Elegeram ainda deputados para a Assembleia da República BE (9,67% dos votos e 19 deputados); CDU (6,46% e 12 deputados); CDS-PP (4,25% e 5 deputados); PAN (3,28% e 4 deputados); Chega (1,30% e 1 deputado); Iniciativa Liberal (1,29% e 1 deputado) e Livre (1,09% e 1 deputado).

O PS venceu sem maioria absoluta, para a qual precisaria de pelo menos 116 deputados.

Estão ainda por apurar quatro deputados, dois pelo círculo eleitoral da Europa e dois pelo cículo fora da Europa.

Entretanto, o secretário-geral do PS admitiu ainda ontem governar com acordos pontuais, procurando a estabilidade "dia-a-dia", se não conseguir repetir um entendimento com os parceiros de esquerda, e frisou que nunca colocará em risco a credibilidade externa do país.

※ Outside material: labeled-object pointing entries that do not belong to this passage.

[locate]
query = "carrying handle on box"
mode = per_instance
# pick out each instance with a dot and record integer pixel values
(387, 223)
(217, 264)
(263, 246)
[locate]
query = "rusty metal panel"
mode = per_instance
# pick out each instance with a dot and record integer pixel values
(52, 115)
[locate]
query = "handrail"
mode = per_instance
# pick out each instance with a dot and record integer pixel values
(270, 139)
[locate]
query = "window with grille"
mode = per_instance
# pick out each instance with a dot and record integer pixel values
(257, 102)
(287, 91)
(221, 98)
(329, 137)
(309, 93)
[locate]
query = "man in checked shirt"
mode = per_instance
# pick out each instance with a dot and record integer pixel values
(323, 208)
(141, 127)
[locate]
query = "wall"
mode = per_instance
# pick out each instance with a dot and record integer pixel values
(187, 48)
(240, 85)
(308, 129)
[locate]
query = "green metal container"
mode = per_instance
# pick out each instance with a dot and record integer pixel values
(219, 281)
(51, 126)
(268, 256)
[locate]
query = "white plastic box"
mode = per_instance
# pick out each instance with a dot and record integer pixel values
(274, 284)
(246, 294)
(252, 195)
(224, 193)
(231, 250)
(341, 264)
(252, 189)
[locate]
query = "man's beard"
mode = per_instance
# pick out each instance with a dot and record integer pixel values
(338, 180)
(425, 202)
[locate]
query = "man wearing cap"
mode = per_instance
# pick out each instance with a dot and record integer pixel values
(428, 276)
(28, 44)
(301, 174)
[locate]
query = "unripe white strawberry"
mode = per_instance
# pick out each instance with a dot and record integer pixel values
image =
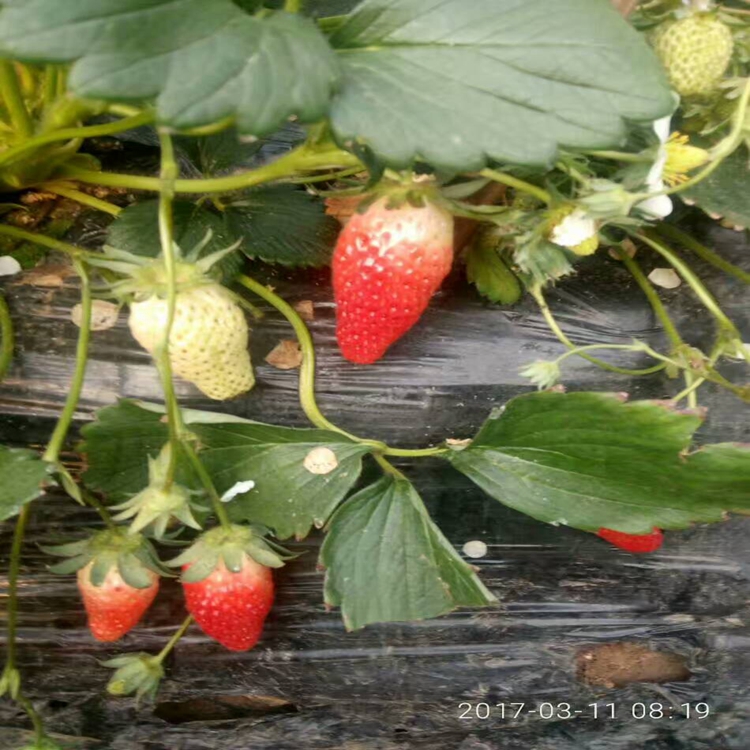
(208, 342)
(696, 52)
(209, 334)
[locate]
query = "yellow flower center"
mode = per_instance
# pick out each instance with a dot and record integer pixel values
(682, 158)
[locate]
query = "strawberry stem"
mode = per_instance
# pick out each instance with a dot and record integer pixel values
(85, 199)
(169, 172)
(673, 233)
(159, 658)
(307, 376)
(517, 184)
(689, 276)
(10, 90)
(52, 454)
(304, 158)
(661, 312)
(562, 337)
(8, 340)
(68, 134)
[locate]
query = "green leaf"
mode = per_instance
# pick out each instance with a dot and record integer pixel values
(220, 153)
(287, 497)
(456, 83)
(24, 477)
(282, 224)
(725, 192)
(540, 262)
(386, 560)
(591, 460)
(492, 278)
(117, 447)
(201, 61)
(136, 230)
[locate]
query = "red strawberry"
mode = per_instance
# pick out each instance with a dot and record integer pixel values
(226, 577)
(232, 607)
(387, 265)
(636, 543)
(114, 607)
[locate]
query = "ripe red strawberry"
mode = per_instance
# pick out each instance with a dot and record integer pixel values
(387, 265)
(118, 577)
(228, 584)
(636, 543)
(232, 607)
(115, 607)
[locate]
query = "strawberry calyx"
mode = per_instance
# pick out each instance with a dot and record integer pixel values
(135, 673)
(229, 545)
(156, 505)
(130, 555)
(147, 277)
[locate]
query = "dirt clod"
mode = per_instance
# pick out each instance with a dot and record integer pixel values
(618, 664)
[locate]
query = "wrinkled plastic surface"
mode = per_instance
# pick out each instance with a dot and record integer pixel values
(312, 685)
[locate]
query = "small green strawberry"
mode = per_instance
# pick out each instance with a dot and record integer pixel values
(696, 51)
(161, 501)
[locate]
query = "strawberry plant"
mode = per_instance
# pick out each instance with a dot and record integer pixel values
(514, 139)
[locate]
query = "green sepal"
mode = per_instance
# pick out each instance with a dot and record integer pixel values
(133, 572)
(132, 555)
(135, 673)
(72, 565)
(230, 545)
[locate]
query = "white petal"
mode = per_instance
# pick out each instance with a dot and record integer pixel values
(574, 229)
(657, 207)
(9, 266)
(663, 128)
(666, 278)
(237, 489)
(656, 173)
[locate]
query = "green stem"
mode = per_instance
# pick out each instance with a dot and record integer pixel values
(301, 159)
(8, 340)
(671, 232)
(388, 467)
(80, 197)
(42, 239)
(13, 575)
(307, 375)
(159, 658)
(723, 149)
(555, 327)
(169, 172)
(10, 90)
(598, 347)
(40, 735)
(220, 510)
(328, 177)
(68, 134)
(49, 90)
(517, 184)
(618, 156)
(52, 454)
(653, 298)
(307, 369)
(689, 276)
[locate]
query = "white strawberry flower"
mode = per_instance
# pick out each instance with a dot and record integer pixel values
(658, 206)
(575, 229)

Este tipo de solução, semelhante àquela que foi posta em prática pelo Governo de António Guterres entre 1995 e 1999, com acordos pontuais do PS, tanto à direita como à sua esquerda, foi admitida por António Costa na conferência de imprensa sobre os resultados das eleições legislativas de domingo.

Questionado pela agência Lusa sobre em que medida está disponível para acordos pontuais com o PSD, designadamente, em matéria orçamental e num cenário de contenção orçamental, António Costa defendeu que "a direita foi derrotada" nestas eleições legislativas.

"Se interpreto bem os resultados, os portugueses desejam a continuidade da actual solução política. Se não houver vontade dos outros parceiros na continuidade dessa solução, terei de respeitar, naturalmente, essa vontade e teremos de prosseguir com um Governo do PS, que trabalhará dia-a-dia para manter essa estabilidade ao longo dos quatro anos", respondeu o secretário-geral do PS.

Neste ponto, António Costa disse mesmo ter "a certeza de que não há um único português que tenha votado pela instabilidade ou por um Governo com um prazo de dois anos".

"A vontade de todos é que o próximo Governo dure quatro anos e seja do PS. A experiência de 2105 revelou-se uma boa solução. Acho que aquilo que correu bem não deve ser alterado", defendeu.

António Costa afirmou respeitar a interpretação do PCP, de que os últimos quatro anos não correram como os portugueses queriam e que houve "uma luta da esquerda contra o PS".

Pelo contrário, segundo o secretário-geral do PS, "os portugueses não disseram, que esta era uma solução para não repetir".

"Um PS reforçado aumenta a estabilidade. Temos um programa com compromissos claros e com contas certas a sustentá-lo. Não estamos disponíveis para colocar em causa a credibilidade externa do país", advertiu o líder socialista.